I meant that, in general, the devs like soft forks because they can be deployed in "stealth mode", without alerting all the users and nodes -- and therefore avoiding "wasteful" questionings and explanations. See BIP66 last July, and BIP65 that was just enabled yesterday.
In this case too, the devs seem to be decided to roll out SW without waiting for it to be scrutinized and approved by the community. (No independent applications will break, of course, unless they deserve to break.)
The development process is open, you can join the mailing list if you want to be in on their "secrets" , SW has been discussed to death since 2011.... where have you been?
I can certainly tell you haven't coded much, if any, before as the real reason devs prefer soft-fork is because of the possible bugs and complications that rolling out hard forks that aren't backwards compatible create.
You appear to be holding unfounded and irrational conspiracies which can easily be proven false.
I am assuming that, with a 1 MB limit, the network will each saturation in mid 2016. (Although there has been an extra increase in November, so that may happen in Q1 already.) I am also assuming that, six months after SW is deployed, half the traffic will still be using the old format.
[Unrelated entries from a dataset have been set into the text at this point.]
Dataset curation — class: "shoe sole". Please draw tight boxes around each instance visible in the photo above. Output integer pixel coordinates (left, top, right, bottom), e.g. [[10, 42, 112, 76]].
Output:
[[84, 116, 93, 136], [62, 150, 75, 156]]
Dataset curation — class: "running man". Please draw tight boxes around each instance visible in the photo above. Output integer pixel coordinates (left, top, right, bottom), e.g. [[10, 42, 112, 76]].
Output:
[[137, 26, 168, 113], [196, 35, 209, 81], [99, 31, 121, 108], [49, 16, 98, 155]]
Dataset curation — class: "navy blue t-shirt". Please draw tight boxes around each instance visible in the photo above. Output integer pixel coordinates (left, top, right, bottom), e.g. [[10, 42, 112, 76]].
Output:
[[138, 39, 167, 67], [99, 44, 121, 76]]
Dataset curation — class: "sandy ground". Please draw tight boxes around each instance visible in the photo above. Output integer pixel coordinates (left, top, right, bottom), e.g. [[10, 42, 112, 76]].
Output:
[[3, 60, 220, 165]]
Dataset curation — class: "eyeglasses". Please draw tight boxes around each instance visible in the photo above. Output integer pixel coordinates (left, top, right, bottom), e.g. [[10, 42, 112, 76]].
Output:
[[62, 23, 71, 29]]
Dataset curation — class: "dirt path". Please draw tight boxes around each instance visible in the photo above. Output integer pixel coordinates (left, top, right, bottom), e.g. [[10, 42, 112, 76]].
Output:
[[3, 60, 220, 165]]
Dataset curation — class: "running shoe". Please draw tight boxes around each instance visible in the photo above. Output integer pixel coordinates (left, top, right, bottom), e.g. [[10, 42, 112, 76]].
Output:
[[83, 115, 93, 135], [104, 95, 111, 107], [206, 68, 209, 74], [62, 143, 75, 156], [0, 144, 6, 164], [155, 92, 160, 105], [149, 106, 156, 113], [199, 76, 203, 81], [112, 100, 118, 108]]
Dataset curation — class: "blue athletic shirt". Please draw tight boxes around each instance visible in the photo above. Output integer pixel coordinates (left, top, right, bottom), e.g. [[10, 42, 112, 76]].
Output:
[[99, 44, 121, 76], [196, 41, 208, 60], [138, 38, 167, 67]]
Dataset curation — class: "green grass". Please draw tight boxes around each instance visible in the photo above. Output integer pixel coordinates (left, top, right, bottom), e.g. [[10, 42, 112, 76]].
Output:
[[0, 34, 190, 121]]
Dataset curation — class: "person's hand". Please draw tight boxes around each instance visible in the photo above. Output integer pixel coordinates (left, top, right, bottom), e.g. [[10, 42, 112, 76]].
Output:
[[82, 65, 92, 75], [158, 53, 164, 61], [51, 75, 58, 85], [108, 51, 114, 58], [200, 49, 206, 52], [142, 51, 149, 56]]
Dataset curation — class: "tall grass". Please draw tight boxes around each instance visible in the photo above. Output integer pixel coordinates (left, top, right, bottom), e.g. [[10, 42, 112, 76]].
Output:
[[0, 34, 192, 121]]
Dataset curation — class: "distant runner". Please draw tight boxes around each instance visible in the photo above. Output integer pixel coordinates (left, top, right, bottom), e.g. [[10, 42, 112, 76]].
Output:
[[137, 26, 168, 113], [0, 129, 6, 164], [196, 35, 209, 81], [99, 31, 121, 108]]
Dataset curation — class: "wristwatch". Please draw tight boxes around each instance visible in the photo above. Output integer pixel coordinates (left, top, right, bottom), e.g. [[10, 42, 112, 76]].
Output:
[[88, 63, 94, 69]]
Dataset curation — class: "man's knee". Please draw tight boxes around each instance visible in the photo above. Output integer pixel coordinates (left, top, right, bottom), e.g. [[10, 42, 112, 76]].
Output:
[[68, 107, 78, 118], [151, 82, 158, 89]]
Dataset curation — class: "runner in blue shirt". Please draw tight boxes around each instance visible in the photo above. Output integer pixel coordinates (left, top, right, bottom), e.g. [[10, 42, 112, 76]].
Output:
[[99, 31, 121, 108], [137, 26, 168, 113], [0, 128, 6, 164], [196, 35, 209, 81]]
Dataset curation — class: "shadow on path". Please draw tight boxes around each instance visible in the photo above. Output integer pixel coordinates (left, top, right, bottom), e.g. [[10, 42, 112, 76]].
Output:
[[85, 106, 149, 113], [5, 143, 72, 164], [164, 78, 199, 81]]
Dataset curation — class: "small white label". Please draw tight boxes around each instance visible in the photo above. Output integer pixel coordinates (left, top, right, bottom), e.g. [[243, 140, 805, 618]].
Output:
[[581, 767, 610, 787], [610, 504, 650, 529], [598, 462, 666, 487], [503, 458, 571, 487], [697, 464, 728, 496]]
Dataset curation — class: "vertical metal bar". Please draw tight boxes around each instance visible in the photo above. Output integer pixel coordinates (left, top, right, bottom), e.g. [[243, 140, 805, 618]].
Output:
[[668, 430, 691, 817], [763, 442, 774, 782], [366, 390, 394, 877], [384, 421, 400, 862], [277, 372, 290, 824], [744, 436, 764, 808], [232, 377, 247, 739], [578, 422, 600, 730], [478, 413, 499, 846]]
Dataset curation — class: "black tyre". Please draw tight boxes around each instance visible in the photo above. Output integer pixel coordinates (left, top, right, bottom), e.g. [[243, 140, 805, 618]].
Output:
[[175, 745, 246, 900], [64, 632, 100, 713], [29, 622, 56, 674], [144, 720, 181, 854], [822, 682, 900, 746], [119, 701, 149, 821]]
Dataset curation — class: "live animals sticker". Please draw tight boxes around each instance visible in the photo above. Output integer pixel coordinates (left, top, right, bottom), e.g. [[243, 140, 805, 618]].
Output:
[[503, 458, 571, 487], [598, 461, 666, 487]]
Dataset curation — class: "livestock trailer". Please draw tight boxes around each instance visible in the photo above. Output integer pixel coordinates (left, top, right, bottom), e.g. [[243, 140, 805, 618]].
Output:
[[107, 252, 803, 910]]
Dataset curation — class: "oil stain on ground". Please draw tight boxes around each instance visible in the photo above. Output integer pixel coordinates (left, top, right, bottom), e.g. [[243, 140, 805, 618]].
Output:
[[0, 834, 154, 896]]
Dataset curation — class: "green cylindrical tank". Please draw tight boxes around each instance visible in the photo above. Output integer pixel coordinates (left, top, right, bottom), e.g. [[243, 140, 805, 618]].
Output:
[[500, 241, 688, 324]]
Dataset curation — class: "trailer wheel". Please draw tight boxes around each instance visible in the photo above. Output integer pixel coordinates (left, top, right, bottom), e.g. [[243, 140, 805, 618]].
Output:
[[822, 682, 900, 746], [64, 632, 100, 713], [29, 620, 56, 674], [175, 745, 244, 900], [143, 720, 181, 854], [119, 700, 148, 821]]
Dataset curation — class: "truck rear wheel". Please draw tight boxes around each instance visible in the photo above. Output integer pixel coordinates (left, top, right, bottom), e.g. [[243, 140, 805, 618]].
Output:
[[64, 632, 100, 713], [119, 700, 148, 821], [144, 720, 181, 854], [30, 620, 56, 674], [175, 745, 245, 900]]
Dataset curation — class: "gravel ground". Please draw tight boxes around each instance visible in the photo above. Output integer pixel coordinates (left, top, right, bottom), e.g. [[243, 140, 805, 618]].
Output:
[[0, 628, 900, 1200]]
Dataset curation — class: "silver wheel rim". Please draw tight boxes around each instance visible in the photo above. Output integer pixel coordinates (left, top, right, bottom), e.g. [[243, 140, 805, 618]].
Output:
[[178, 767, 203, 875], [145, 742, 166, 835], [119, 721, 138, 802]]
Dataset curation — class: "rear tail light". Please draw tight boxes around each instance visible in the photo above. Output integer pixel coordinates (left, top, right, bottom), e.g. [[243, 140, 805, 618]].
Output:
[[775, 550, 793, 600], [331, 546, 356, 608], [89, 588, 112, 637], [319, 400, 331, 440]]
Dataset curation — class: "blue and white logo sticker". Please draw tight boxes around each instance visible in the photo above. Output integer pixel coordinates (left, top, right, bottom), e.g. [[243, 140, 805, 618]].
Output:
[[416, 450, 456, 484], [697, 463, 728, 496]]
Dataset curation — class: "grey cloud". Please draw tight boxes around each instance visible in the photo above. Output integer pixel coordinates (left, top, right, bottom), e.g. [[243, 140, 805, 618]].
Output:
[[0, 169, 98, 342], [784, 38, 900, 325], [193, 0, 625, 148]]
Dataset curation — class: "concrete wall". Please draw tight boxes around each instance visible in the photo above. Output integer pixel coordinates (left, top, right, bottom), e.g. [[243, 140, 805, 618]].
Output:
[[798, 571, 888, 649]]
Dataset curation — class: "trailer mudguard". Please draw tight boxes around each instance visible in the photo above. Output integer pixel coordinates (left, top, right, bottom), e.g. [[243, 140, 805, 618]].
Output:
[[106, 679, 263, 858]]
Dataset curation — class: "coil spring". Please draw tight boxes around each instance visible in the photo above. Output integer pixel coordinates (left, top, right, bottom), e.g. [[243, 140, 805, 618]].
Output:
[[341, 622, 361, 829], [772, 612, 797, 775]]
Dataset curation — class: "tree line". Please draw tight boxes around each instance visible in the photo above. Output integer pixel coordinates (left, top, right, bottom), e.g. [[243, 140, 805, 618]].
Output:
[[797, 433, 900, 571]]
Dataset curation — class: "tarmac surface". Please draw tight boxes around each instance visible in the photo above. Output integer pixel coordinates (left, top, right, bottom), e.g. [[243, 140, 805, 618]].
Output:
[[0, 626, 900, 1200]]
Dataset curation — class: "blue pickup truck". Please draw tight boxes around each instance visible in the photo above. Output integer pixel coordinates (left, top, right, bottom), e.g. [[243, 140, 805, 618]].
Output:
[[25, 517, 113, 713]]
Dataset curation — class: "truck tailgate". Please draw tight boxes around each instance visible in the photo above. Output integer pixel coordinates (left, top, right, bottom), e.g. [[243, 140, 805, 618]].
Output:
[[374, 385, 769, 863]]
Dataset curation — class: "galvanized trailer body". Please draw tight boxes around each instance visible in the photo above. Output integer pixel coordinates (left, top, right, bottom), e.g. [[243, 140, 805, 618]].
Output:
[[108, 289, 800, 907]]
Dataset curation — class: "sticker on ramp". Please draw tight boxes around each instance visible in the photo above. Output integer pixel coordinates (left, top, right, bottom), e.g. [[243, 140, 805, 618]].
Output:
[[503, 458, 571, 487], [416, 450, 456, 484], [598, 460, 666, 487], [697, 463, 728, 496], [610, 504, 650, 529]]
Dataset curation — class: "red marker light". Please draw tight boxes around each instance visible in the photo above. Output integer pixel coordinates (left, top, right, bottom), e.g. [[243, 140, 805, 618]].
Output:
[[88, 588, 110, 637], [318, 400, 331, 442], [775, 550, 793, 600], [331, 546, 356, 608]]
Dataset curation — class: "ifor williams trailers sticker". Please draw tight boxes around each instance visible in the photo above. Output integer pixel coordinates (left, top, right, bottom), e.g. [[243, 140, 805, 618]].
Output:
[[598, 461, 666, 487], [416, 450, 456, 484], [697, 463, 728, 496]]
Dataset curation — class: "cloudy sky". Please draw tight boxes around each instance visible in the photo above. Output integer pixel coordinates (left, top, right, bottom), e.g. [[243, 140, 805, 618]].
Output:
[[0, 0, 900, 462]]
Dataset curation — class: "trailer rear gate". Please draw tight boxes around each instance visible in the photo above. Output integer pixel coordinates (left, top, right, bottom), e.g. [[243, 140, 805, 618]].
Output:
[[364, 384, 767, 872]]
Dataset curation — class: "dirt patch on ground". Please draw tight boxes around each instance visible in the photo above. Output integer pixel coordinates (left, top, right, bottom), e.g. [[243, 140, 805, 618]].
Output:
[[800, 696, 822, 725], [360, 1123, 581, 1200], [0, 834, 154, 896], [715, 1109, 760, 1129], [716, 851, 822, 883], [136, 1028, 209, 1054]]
Then, even with half the traffic in SW format, the network will saturate anyway in 2016, but perhaps in the second half only.
This assumption doesn't match the data. Nodes Upgrading to the newest softforks is actually increasing in velocity.
http://data.bitcoinity.org/bitcoin/block_version/5y?c=block_version&r=week&t=aBIP 65 already reach activation in short order. 0.11.2 was released only in Nov 13.
I suppose its easy to be critical and make armchair disagreements without much concern of their validity when you don't have a stake in bitcoin. I would love to see you short/daytrade bitcoin as it may bring more accuracy to your comments as it would incentivize you to better fact check.